Ohio Sen. Rob Portman was there for Ohio Gov. John Kasich through his doomed Republican presidential primary campaign, and Kasich will be there for Portman in his tough re-election campaign.
Kasich has already done eight fundraising emails for Portman, plus a direct-mail piece soliciting campaign money. Those missives — there are more to come, said Portman campaign sources — have yielded nearly $100,000. [...] Yet perhaps the most important role for Kasich will be campaign appearances. Portman is planning an RV tour of the state in August, with Kasich joining him. More joint events will happen this fall, the sources said.
Polls show Portman and former Gov. Ted Strickland in a tight race. Kasich is popular in the state, so Portman is hoping to get a Kasich boost to offset the drag that is Donald Trump at the top of the ticket.

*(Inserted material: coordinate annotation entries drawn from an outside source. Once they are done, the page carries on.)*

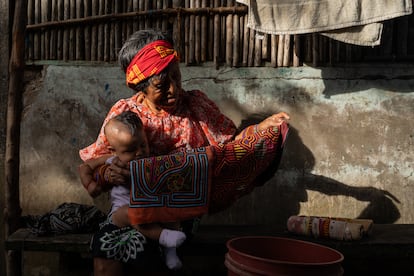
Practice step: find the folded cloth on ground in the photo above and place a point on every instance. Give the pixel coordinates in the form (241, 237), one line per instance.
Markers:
(351, 21)
(66, 218)
(327, 227)
(189, 184)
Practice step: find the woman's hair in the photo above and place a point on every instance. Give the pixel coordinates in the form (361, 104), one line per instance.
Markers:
(134, 44)
(131, 120)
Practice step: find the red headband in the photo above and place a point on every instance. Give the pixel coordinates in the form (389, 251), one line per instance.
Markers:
(149, 61)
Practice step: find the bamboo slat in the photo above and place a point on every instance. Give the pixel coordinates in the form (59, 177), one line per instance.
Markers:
(258, 51)
(250, 57)
(246, 39)
(236, 41)
(87, 6)
(229, 38)
(94, 32)
(30, 20)
(273, 50)
(72, 31)
(53, 32)
(296, 50)
(203, 30)
(217, 36)
(197, 34)
(12, 211)
(280, 50)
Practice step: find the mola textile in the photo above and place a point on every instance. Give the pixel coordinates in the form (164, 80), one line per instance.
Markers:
(188, 184)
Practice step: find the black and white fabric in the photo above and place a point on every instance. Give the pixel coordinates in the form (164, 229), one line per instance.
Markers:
(66, 218)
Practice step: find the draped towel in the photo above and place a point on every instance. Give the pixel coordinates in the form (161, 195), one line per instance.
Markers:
(351, 21)
(188, 184)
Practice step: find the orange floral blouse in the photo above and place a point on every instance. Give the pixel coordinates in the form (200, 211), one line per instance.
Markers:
(196, 122)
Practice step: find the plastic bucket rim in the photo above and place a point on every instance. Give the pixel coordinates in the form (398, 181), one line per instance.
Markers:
(340, 260)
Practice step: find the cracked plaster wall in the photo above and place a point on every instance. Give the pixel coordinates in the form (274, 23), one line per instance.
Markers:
(349, 151)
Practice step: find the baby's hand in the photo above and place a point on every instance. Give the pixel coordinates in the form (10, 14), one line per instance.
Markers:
(274, 120)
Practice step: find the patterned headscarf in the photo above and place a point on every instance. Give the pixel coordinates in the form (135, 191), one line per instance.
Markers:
(149, 61)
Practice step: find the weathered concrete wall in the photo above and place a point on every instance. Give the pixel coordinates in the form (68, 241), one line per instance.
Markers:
(349, 152)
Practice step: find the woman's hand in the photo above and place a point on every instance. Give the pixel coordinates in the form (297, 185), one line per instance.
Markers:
(273, 120)
(118, 172)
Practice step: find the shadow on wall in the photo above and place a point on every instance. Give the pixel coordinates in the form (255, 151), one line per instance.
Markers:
(297, 158)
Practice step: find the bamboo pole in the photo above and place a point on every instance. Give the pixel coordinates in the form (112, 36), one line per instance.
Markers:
(127, 15)
(229, 36)
(286, 51)
(66, 15)
(13, 210)
(273, 50)
(296, 50)
(257, 51)
(54, 32)
(250, 58)
(135, 7)
(217, 36)
(246, 38)
(177, 29)
(229, 40)
(203, 34)
(72, 32)
(280, 50)
(87, 34)
(210, 55)
(94, 31)
(236, 41)
(197, 34)
(117, 30)
(30, 20)
(107, 32)
(59, 33)
(191, 36)
(101, 34)
(315, 56)
(80, 35)
(36, 39)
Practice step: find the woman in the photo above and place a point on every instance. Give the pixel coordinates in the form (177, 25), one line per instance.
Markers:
(173, 119)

The thing about Kasich is that while he may be popular in Ohio, one area where he doesn’t exactly reverse Trump’s weaknesses is in how he talks about women. It’s not just that Kasich is horrible on women's health issues—though he is. It’s that he’s prone to saying things like women should work online rather than getting paid maternity leave, as if it’s a breeze to care for an infant while holding down a job—are women supposed to be typing away with one hand while changing diapers with the other? Or there’s the time he suggested that the gender pay gap is because women can't compete. Sure, he walked it back a little when challenged, but since it turns out that women in his office earn $10 an hour less than men, that wasn’t the most convincing walk-back of all time. This is also a guy whose take on sexual assault was that women shouldn’t go to parties where there’s alcohol, and whose charming way of calling on a young woman seeking to ask a question about undocumented immigrants was to say “I’m sorry, I don’t have any Taylor Swift concert tickets.”